We are in the process of moving our Specify instance into the cloud, which also involves changing the database from MySQL to MariaDB.

The performance of the database seems fine with both Specify 6 and 7 clients (but then I am the only user so far), but with the IPT it is quite a lot slower. Producing a Darwin Core Archive for our main collection now takes well over two hours, while it used to take about 35 minutes (pretty involved query). While this, by itself, is not terrible, as it is not like I am sitting there waiting for it, I think some optimisation of the MariaDB server might be warranted.

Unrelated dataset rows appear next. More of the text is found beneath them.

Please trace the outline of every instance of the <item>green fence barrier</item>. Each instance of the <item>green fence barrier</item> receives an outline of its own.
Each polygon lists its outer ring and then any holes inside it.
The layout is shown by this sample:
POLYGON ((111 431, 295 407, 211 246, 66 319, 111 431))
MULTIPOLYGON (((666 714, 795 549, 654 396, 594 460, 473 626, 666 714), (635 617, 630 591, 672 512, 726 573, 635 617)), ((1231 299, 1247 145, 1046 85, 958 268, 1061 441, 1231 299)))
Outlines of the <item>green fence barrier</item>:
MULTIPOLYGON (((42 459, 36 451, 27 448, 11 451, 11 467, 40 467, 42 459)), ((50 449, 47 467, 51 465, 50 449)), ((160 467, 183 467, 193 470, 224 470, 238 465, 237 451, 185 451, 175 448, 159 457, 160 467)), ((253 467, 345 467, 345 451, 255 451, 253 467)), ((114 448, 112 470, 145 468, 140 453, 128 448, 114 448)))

As I have never had to optimise a MySQL server before, it would be good to get some suggestions for improvements I can make in the configuration. In fact, having a config. file with the Docker Compositions that is optimised for most situations, with suggestions for improvements that can be made for certain situations, would be a very good thing, I think. One of the things that I will definitely is the maximum allowed number of connections. It would be very nice if I could do these things in Docker, so I do not have to remind myself to do it inside the container every time a container is re-created.

Hi Niels,

Sorry I did not see this message sooner.
Are you aware that you can use S6 to connect to your database and then use the “Backup” feature to create a SQL Dump file that you can then use to seed an S6 Maria DB docker container using the docker-compose project?

How to create a SQL Dump with S6:
https://discourse.specifysoftware.org/t/send-a-backup-to-specify-pc/767

How to seed a Maria DB using the docker-compose project
https://github.com/specify/docker-compositions/tree/production/all-in-one

I am not sure what “optimization” is needed that you are referring to, so perhaps you are trying to do something completely different than the process above which easily allows you to migrate a MySQL DB to MariaDB.

  • Matthew

Thanks Matthew, we cannot rely on manual backups, so I do my backups from the command line and that happens every night without me lifting a finger, so I do not know if that takes any longer than before.

The particular problem I was referring to is getting the data out through the IPT (just like I cannot use the backup facility in Specify 6, I can also not use the DwCA creator in Specify 7). The time that takes is 30-35 minutes in our production system that uses MySQL to 2.5 hours in my development system that uses the Docker compositions and MariaDB. I have since found out that external scripts using the Python MySQL implementation are extremely sluggish now and mostly time out. This, for me, is a bigger problem than the IPT being slow, as I come in through the back door a lot (much more than through the Specify clients).

As I said, the Specify clients seem to be fine, so I think it might not necessarily be MariaDB, but probably more the JDBC or the particular Python+MySQL implementation that do not work as well with MariaDB as with MySQL. I cannot do anything about the JDBC, as that comes with the IPT and I cannot use the native MySQL “bridge” (I am not sure if I am using the right word) as I use Docker, so I do not have MySQL on my computer. Likewise, all implementations specifically for MariaDB require me to have MariaDB, including the server that I would never use, on my computer. The same is actually the case for the native MySQL solution in Python, as when you install it, it needs a config. file from the MySQL server without which it crashes.

Also, while the Specify clients work fine now with me as the only user, I think it will be a different story when the number of users goes up to 40 (that’s how many users we have) from one day to the next. In fact, I know there is going to be problems. When we implementated Specify 6 13 years ago, me and my colleague had been working with Specify for a year no problem, but then she gave a training workshop for ten people (the first batch of users we let in) only four could get in. I had to increase the maximum number of database connections then and I expect I will have to do that this time.

So, custom configuration of the database is necessary no matter what and it does not seem to make much sense to have Docker to orchestrate your setup and then have to go into the database container every time to customise the configuration. But then again, it might be better to noy have the database server in the Docker composition at all?

I am not a system administrator or even a proper developer, just a botanist who can hack a little, and it is these sort of architectural things that I have trouble with – and frankly do not enjoy even having to think about – and need help with.